# Long-Steps



## YogiB (Dec 15, 2008)

Hi , this is my new scape.

120/50/60 360 L Juwel Rio 300

Blue Tetra 15. Amano shrimp 10. Cardinal 5.

Light:
2xGiesemann Powerchrome Aquaflora 54W

2xGiesemann PowerChrome Midday 54W

2xNarva 54w

Tropica Plant Substrate 5L

Micro Tropica and Macro PPS-Pro 10/1/2.5 NPK

CO2

Sera flore CO2 Aktiv-Reaktor 1000

Filter:
Eheim 2073 professionel 3
Eheim 2228 professionel 2


----------



## simwiz (Apr 1, 2010)

Wow! Beautiful and healthy plants! Keep us posted!


----------



## AQUANZ (Apr 30, 2011)

Very nice!


----------



## YogiB (Dec 15, 2008)

A new picture and a video:


Tanichthys Micagemmae :


----------



## simwiz (Apr 1, 2010)

Beautiful fish!


----------



## singolz (Oct 27, 2011)

stunning tank. looks great


----------



## tom_zg (Oct 20, 2006)

this is what planted tanks are all about!!! people are getting too infatuated with rocks and wood and godknowswhat...
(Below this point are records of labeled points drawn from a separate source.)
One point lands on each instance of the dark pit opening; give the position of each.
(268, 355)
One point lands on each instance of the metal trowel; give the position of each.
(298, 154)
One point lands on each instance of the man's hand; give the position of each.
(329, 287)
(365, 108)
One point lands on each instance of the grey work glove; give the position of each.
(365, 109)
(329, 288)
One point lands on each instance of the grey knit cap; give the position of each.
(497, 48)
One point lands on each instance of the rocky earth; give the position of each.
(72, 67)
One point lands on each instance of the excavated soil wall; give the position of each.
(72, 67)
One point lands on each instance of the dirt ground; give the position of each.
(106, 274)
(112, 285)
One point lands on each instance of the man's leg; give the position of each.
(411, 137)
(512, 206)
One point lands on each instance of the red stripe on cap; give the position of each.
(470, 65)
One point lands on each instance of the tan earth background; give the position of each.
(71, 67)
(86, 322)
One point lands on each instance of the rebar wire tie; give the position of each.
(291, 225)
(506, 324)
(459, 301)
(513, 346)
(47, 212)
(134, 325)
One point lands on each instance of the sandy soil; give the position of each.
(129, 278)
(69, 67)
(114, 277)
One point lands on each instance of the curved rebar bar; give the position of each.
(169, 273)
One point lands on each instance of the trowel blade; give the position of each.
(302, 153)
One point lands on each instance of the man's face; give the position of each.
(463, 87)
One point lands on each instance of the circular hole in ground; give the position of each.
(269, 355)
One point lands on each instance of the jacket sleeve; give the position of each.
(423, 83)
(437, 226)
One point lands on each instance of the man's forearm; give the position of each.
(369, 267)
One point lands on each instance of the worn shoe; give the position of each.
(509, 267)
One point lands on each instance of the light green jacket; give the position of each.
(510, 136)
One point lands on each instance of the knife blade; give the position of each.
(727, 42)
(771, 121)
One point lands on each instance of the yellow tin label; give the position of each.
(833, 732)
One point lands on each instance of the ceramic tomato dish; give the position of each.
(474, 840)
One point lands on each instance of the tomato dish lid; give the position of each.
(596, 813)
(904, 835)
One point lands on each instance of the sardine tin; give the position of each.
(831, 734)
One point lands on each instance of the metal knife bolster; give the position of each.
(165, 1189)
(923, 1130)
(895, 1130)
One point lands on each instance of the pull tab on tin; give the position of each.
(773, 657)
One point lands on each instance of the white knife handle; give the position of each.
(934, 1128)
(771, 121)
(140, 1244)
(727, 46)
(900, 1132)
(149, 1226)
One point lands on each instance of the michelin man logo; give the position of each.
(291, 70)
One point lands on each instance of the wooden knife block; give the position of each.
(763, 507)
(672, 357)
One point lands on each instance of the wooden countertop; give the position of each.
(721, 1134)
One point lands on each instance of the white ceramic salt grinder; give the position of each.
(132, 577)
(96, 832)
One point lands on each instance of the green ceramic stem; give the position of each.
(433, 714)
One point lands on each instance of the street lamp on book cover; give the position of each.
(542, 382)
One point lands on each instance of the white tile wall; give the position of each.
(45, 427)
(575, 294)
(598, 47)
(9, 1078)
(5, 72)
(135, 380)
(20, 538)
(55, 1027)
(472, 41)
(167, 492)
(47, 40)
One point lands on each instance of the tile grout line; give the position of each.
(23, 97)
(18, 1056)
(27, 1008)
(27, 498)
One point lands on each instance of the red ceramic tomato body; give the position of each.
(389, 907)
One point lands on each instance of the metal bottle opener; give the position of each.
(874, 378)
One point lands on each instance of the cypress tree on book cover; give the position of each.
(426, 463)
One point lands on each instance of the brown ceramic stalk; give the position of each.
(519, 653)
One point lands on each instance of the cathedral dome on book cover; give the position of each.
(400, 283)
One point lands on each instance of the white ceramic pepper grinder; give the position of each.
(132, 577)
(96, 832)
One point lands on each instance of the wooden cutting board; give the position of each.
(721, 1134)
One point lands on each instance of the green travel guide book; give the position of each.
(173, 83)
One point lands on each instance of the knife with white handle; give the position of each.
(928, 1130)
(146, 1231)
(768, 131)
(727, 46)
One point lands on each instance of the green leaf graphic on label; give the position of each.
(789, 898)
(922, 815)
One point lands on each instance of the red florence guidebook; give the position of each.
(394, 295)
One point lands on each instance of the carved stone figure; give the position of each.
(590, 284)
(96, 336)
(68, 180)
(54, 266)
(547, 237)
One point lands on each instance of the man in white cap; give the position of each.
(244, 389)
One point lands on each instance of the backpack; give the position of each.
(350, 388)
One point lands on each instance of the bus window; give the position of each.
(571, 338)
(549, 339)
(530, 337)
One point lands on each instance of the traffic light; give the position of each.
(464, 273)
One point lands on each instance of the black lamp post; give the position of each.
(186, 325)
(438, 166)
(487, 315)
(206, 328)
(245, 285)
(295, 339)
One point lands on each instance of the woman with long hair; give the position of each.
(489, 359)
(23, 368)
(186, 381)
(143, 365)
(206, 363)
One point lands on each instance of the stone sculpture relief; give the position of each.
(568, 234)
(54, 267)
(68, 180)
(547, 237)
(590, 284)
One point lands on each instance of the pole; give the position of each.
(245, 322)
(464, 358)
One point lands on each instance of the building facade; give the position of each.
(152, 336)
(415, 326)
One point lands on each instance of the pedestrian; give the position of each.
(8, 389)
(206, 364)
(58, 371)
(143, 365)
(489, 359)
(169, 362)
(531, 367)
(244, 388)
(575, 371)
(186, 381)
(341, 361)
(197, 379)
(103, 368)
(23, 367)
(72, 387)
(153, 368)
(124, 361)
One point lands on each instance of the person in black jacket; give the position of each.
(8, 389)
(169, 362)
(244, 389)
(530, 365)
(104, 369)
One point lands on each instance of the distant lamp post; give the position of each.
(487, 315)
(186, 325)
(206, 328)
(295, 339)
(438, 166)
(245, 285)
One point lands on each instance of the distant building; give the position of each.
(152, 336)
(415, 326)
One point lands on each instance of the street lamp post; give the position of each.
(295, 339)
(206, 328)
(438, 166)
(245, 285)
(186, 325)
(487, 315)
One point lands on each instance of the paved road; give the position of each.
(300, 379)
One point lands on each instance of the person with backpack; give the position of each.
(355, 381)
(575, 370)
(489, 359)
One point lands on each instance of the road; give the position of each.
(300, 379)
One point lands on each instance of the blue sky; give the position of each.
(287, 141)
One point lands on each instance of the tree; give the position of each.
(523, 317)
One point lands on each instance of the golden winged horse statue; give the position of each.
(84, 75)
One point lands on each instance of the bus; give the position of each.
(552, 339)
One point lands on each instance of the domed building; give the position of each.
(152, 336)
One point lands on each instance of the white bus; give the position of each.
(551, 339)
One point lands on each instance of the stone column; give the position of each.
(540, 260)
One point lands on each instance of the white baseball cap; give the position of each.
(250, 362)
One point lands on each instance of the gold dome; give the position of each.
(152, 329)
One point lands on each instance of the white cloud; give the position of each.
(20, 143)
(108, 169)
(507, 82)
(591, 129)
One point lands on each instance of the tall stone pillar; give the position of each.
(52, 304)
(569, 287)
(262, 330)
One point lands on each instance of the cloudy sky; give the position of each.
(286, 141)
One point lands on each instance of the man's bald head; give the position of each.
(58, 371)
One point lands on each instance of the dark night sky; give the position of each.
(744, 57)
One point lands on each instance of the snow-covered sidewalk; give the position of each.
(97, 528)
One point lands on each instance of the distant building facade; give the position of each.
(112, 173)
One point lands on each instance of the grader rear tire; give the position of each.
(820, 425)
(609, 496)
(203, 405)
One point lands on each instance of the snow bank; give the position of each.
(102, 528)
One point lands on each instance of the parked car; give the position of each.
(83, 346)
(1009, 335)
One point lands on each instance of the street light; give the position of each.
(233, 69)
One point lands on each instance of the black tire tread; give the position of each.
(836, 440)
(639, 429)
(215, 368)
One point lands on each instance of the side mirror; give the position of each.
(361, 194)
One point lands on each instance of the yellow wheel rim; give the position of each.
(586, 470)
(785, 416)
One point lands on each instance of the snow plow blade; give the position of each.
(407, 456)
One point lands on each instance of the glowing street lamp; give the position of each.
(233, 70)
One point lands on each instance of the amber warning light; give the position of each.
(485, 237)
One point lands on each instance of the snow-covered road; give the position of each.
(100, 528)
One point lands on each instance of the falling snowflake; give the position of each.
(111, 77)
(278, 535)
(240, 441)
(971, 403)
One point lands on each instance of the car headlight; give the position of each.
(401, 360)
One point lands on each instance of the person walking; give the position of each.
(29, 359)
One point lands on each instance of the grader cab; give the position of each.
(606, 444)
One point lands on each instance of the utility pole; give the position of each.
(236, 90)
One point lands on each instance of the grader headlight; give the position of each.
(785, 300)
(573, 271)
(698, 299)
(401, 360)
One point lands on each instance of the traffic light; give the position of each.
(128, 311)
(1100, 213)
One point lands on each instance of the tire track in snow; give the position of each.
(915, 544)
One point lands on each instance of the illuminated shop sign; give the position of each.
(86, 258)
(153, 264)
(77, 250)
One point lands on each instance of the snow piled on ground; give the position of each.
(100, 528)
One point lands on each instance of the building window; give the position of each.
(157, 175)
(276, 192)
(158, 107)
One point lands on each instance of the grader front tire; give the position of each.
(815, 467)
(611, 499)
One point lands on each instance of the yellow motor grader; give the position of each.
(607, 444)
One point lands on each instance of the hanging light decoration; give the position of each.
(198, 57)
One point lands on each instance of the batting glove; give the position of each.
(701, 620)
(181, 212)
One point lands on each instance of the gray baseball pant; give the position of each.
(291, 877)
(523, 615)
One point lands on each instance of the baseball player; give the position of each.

it takes knowledge and skill to produce focal point(s) and structure without hardware, you obviously lack none!


----------



## vancat (Nov 5, 2004)

wow gorgeous


----------



## jessezm (Feb 13, 2009)

Inspiring


----------



## barclaya (Apr 14, 2011)

very nice.


----------



## YogiB (Dec 15, 2008)

I ad Harscape


----------



## bartohog (Jun 12, 2011)

Great tank


----------



## YogiB (Dec 15, 2008)

I ad a new photo , what do you think about the tank?


----------



## vancat (Nov 5, 2004)

still...WOW


----------



## YogiB (Dec 15, 2008)

How to trim the plants. I hope you enjoy it!
Watch in 720p:


----------



## YogiB (Dec 15, 2008)

And it's still growing :

The Movie in HD:


----------



## reims (Nov 20, 2006)

superb scape! btw, may I know the list of plants you used in this scape? thanks!


----------



## YogiB (Dec 15, 2008)

Thank you!


1.Hydrocotyle Japan
2.Roatala Rotundifolia Sp Red
3.Rotala Green
4.Rotala Colorata, Indica
5.Umbrosum
6.Flame Moss
7.Ludwigia Brevipes


----------



## Yo-han (Oct 15, 2010)

Beautiful tank, really love it! ove micagemmae, I've them in my Vietnamese biotope, but the fish in the video are no Tanichthys micagemmae but the more common Tanichthys albonubes... Nevertheless great planting skills!


----------